A 2ª Câmara do Tribunal de Contas do Estado, reunida em sessão ordinária híbrida, nesta terça-feira (12), manteve a imputação de um débito de R$ 1,1 milhão, solidariamente, à ex-prefeita de Coremas, Francisca das Chagas Andrade (falecida), e à empresa Obraplan – Serviços Urbanos Ltda, referente a excesso de pagamentos por serviços de Limpeza Urbana no município (proc. nº 18.854/19).

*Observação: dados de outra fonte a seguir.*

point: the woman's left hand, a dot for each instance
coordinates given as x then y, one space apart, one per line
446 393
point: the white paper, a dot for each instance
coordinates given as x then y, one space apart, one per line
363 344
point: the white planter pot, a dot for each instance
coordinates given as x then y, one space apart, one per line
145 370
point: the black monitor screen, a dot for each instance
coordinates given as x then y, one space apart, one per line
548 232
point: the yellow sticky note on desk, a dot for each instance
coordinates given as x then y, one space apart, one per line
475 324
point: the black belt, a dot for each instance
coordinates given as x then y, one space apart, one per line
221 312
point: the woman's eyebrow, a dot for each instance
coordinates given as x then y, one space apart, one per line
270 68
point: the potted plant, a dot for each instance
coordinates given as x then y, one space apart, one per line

A Corte de Contas deu provimento parcial aos recursos interpostos pela ex-gestora e pela empresa Obraplan Ltda, apenas para reduzir os valores imputados. Consta no processo que a imputação do débito decorreu de denúncia formulada pelos vereadores do município, dando conta de que a empresa Obraplan Ltda, sob a responsabilidade do empresário Geraldo Virgolino da Silva, havia sido criada unicamente para prestar serviços de limpeza urbana ao município. As evidencias ensejaram o convencimento do colegiado.
A auditoria da Corte constatou várias irregularidades, entre as quais, disparidades de valores recebidos em comparação com outros exercícios. No acórdão, a gestão havia sido responsabilizada pelo débito de R$ 1,3 milhão recebidos em excesso. Com os recursos esse montante foi reduzido para R$ 1,1 milhão, valor a ser ressarcido de forma solidária entre a gestora e a empresa.
A defesa do espólio da ex-prefeita alegou que os serviços foram prestados e que a Auditoria não observou as planilhas em relação aos serviços nos diferentes exercícios, ou seja, que em 2016 os serviços foram pagos apenas pela varrição das ruas, enquanto que em 2017 foram acrescidos serviços de coleta, capinação e utilização de equipamentos.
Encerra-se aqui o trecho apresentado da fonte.